Graph 3.41: Create posterior predictive distribution with 10,000 replicates of 200 births (Original)

The model appears to fit well, because the observed value of 111 boys is in the middle of the posterior predictive distribution which has a mean of 110.7847 and a median of 111.

R Code 3.96 b: Posterior predictive distribution with 10,000 replicates of 200 births (Tidyverse)

Code
set.seed(100)
dummy_data_3h3b <-  stats::rbinom(n = 1e4,
                           size = 200,
                           prob = samples_3h2b$p_grid_3h1b
                           )
utils::head(dummy_data_3h3b, 10)

ggplot2::ggplot() +
  ggdist::stat_slabinterval(ggplot2::aes(x = dummy_data_3h3b),
                            .width = c(0.66, 0.89), color = "red",
                            slab_fill = "grey", slab_color = "black",
                            density = "bounded") +
  ggplot2::geom_vline(
    ggplot2::aes(xintercept = n_boys), linetype = "dashed", color = "red") +
  ggplot2::labs(x = "Number of Boys", y = "Density") +
  ggplot2::theme_bw()
#>  [1] 105 124  98 102  94  96  98 107 101 108

Graph 3.42: Create posterior predictive distribution with 10,000 replicates of 200 births (Tidyverse)

I have used the graphic function from the {ggdist} resp. {tidybayes} package. I learned about this familiy of functions from the solution by Jake Thompson.

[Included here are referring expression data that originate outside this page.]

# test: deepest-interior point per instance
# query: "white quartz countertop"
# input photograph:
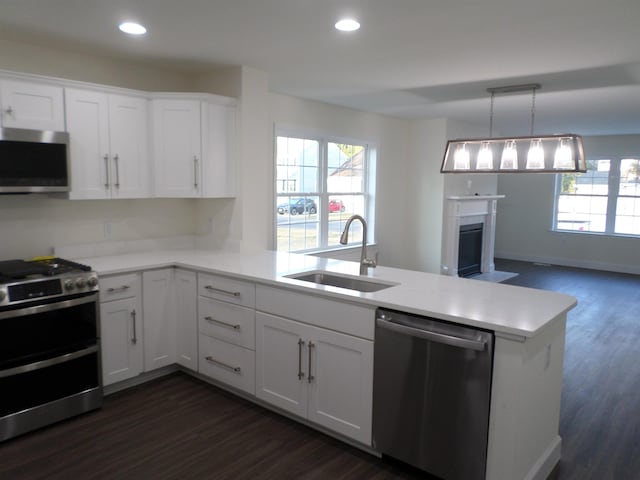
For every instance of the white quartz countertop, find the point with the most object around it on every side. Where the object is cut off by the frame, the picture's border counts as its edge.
(502, 308)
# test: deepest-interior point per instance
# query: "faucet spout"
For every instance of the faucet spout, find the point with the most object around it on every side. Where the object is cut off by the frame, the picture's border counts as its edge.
(365, 262)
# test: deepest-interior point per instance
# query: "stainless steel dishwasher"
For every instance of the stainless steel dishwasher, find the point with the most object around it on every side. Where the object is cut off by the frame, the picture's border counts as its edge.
(431, 394)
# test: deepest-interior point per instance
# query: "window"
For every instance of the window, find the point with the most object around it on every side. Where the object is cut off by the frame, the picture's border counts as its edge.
(320, 183)
(605, 199)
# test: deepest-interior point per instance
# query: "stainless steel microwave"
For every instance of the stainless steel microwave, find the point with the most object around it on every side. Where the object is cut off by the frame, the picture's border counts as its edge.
(34, 161)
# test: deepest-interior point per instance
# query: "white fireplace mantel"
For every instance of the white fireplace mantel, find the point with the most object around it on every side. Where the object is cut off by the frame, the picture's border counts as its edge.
(466, 210)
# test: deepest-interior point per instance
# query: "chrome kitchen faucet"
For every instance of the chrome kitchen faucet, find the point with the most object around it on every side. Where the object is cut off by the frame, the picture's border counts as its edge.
(365, 262)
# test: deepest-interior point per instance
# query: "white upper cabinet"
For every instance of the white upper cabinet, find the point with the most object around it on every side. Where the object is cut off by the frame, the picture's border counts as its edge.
(218, 145)
(32, 105)
(177, 157)
(109, 145)
(193, 146)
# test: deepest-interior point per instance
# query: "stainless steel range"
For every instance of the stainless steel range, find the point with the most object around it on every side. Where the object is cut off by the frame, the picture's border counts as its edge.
(49, 343)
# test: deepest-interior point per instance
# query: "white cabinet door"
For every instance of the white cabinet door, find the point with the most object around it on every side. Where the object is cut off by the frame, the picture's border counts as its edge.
(129, 146)
(341, 383)
(159, 318)
(218, 150)
(88, 126)
(121, 339)
(186, 319)
(281, 363)
(109, 157)
(177, 156)
(32, 105)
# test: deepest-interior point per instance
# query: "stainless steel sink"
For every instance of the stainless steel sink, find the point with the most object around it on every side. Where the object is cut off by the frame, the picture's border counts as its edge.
(342, 281)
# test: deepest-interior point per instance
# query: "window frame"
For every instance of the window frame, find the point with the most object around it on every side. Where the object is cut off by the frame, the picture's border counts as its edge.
(613, 194)
(322, 194)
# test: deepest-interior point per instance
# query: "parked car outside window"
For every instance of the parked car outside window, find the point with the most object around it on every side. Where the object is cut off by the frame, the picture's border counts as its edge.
(297, 206)
(336, 206)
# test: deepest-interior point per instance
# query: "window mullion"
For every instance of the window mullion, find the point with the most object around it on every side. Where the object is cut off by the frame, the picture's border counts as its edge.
(614, 189)
(323, 211)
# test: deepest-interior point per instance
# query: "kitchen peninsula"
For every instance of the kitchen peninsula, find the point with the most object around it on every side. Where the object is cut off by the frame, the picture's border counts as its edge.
(254, 291)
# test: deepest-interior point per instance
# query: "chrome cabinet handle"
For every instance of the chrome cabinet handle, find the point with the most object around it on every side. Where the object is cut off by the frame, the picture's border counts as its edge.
(134, 340)
(121, 288)
(195, 171)
(300, 372)
(210, 359)
(310, 377)
(116, 161)
(106, 170)
(219, 290)
(219, 322)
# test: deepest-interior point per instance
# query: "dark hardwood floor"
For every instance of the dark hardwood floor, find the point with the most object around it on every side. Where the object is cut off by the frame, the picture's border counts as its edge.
(600, 410)
(180, 428)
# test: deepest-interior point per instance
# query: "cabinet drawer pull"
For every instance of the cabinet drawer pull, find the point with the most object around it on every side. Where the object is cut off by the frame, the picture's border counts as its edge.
(195, 171)
(220, 290)
(220, 322)
(134, 340)
(106, 170)
(121, 288)
(300, 372)
(310, 377)
(116, 161)
(210, 359)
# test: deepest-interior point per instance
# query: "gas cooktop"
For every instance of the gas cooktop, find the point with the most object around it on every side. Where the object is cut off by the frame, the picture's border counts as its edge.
(27, 280)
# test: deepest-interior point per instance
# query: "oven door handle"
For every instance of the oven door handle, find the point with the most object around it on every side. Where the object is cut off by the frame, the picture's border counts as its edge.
(48, 307)
(30, 367)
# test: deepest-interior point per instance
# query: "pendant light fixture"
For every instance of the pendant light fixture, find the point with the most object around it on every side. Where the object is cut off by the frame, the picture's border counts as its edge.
(530, 154)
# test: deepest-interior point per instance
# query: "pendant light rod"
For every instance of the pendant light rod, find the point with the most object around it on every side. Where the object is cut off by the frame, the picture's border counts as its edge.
(514, 88)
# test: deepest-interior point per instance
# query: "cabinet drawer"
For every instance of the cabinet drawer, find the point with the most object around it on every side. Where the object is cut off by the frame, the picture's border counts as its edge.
(231, 323)
(119, 286)
(227, 363)
(357, 320)
(227, 290)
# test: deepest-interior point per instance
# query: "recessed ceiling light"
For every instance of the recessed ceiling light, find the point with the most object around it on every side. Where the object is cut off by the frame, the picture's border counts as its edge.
(132, 28)
(347, 25)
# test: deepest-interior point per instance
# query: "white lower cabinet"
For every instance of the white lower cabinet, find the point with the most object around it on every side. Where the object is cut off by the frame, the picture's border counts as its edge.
(159, 318)
(318, 374)
(186, 288)
(121, 328)
(226, 326)
(227, 363)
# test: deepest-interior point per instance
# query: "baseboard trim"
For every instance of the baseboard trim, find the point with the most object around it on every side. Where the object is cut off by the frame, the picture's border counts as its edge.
(570, 262)
(547, 461)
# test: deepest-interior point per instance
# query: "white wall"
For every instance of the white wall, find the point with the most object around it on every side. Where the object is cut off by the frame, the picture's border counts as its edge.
(525, 216)
(33, 224)
(39, 60)
(391, 137)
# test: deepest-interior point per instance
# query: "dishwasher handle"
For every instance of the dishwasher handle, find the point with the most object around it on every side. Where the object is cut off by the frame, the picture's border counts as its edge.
(451, 340)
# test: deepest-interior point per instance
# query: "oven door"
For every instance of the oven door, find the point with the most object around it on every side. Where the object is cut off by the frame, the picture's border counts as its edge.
(49, 363)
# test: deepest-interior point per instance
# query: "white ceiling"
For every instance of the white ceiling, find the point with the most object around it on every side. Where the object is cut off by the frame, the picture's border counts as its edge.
(411, 58)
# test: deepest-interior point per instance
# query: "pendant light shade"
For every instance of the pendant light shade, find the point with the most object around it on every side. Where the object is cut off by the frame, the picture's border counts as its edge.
(461, 160)
(509, 159)
(530, 154)
(535, 156)
(539, 154)
(485, 157)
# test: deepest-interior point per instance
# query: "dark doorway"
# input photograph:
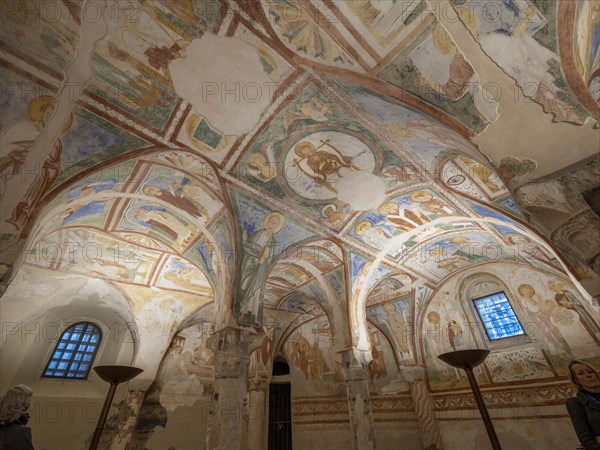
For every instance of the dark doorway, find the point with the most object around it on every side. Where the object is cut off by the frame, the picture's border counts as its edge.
(280, 417)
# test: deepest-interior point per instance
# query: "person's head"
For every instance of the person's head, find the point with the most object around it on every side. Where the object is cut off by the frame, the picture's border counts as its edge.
(526, 290)
(363, 227)
(14, 405)
(274, 222)
(584, 377)
(389, 208)
(153, 191)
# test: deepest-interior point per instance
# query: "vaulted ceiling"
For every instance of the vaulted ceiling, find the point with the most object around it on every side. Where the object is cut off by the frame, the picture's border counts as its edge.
(186, 137)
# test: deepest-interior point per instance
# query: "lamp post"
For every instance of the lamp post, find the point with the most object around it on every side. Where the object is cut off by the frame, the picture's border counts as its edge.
(113, 375)
(467, 360)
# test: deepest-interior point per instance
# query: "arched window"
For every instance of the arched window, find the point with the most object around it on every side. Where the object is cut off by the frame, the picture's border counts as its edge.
(75, 352)
(497, 318)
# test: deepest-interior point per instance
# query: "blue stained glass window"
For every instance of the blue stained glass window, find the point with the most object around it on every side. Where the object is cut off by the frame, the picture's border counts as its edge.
(498, 317)
(83, 336)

The model appears to fit well, because the observed value of 111 boys is in the middle of the posterior predictive distribution which has a mean of 110.7847 and a median of 111.


3.4.3.4 3H4

Exercise 3H4: Now compare \(10,000\) counts of boys from \(100\) simulated first borns only to the number of boys in the first births, birth1. How does the model look in this light?

R Code 3.97 a: Compare \(10,000\) counts of boys from \(100\) simulated first borns (Original)

Code
set.seed(100)
dummy_data_3h4a <-  rbinom(n = 1e4,
                           size = 100,
                           prob = samples_3h2a)

utils::head(dummy_data_3h4a, 10)
map_3h4a <- rethinking::chainmode(dummy_data_3h4a, adj = 1)

rethinking::dens(dummy_data_3h4a, adj = 0.7)
abline(v = sum(birth1), col = "blue")
abline(v = map_3h4a, col = "red")
#>  [1] 51 60 59 48 56 49 50 52 46 62

Graph 3.43: Compare 10,000 counts of boys from 100 simulated first borns (Original)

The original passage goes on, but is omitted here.